Türkiye 2020’den bu yana mültecilere ve göçmenlere aşıya ücretsiz erişim sağlamanın yanı sıra pandeminin sağlık ve diğer etkileriyle mücadelede etkileyici bir müdahalede bulmaktadır. Bununla birlikte COVID-19’un süregelen etkileri, özellikle savunmasız gruplar ve bireyler için hâlâ zorlayıcı seviyede olup onları pandeminin ekonomik etkilerinden en çok etkilenen ve en yavaş eski durumlarına dönenler arasına sokmaktadır. 9 Ağustos-19 Eylül 2022 arasında gerçekleştirilen en son kurumlar arası koruma ihtiyaçları değerlendirmesi, bu dinamiklerin mültecilerin yaşamları üzerindeki genel olumsuz etkilerini göstermektedir; mülteciler %80’e varan oranla pandemi boyunca çalışma durumlarında olumsuz bir değişiklik bildirirken hanelerin %90’ı aylık giderleri ve temel ihtiyaçları tam olarak karşılayamamaktadır.

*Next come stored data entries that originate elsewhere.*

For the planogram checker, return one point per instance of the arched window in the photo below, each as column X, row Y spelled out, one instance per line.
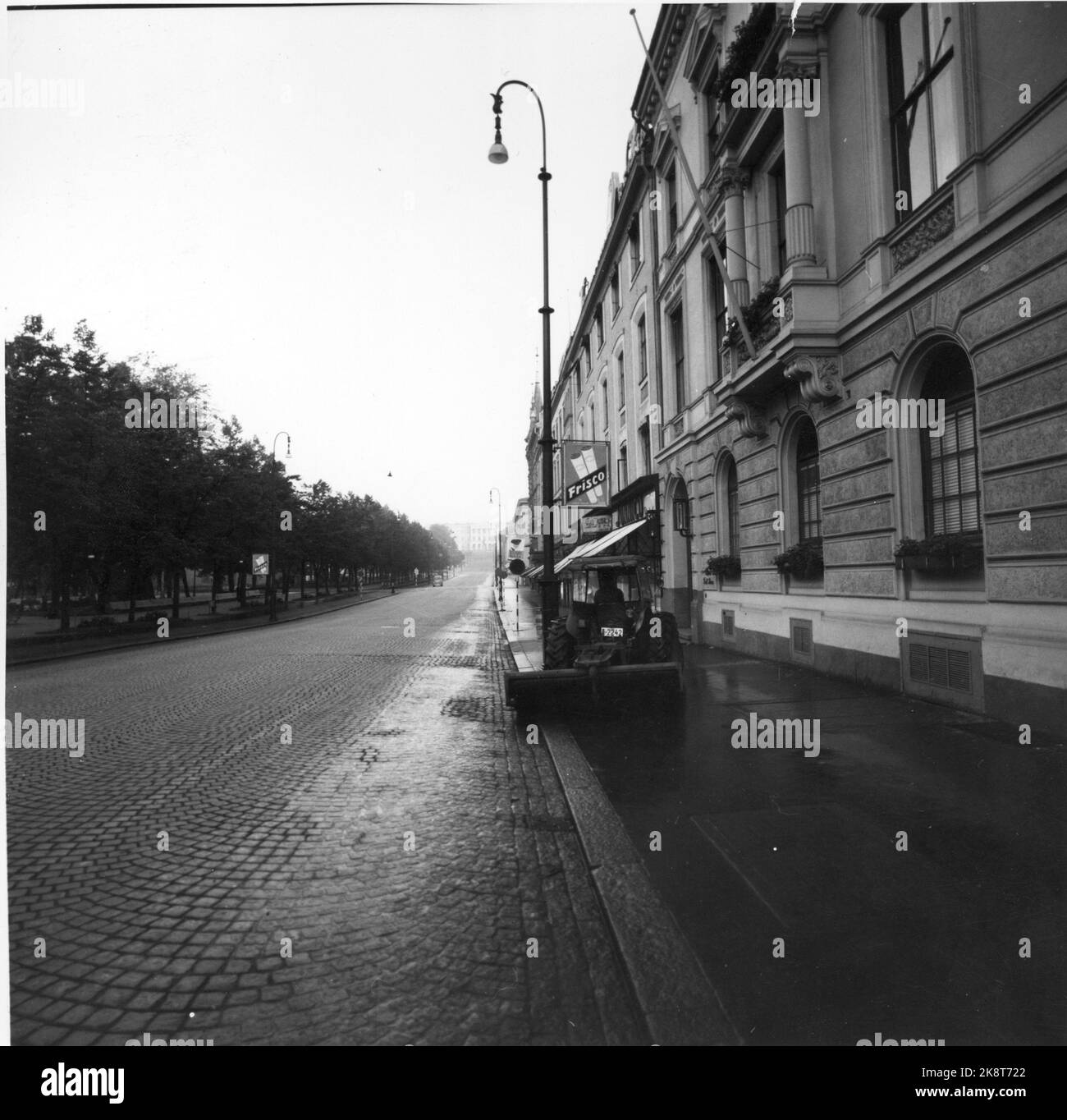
column 808, row 508
column 950, row 495
column 734, row 511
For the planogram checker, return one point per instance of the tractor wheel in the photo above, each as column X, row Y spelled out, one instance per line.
column 663, row 648
column 559, row 651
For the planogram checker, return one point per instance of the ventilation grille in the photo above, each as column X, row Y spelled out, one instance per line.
column 941, row 668
column 802, row 644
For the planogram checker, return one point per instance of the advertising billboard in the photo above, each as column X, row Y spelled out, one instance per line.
column 584, row 473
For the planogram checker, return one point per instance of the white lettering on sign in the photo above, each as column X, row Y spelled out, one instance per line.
column 587, row 484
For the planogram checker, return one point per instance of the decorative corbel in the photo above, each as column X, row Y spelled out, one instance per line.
column 818, row 378
column 750, row 417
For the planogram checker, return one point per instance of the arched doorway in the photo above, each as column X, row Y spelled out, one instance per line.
column 677, row 574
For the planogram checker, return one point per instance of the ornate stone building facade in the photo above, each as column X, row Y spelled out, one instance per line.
column 906, row 242
column 880, row 491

Türkiye’de kaydedilen önemli gelişmeye karşın öngörülemeyen küresel zorluklar, pek çok mülteciyi ciddi risk altına sokarak güçlükle kazanılan bazı başarıları zayıflattı. Şu an kapsayıcı yasal çerçeveyi uygulamasında Türkiye’yi desteklemeye devam etmek her zamankinden büyük önem taşımaktadır. Mültecilere koruma sağlamak, Mültecilere İlişkin Küresel Mutabakat doğrultusunda ortak bir küresel sorumluluktur ve öyle de olmalıdır. Zor bir seçim yaparak her şeyi geride bırakıp evlerini terk edenlerin korunmasını, onlara yardım edilmesini ve onların güçlendirilmesini sağlamak ortak bir görevdir.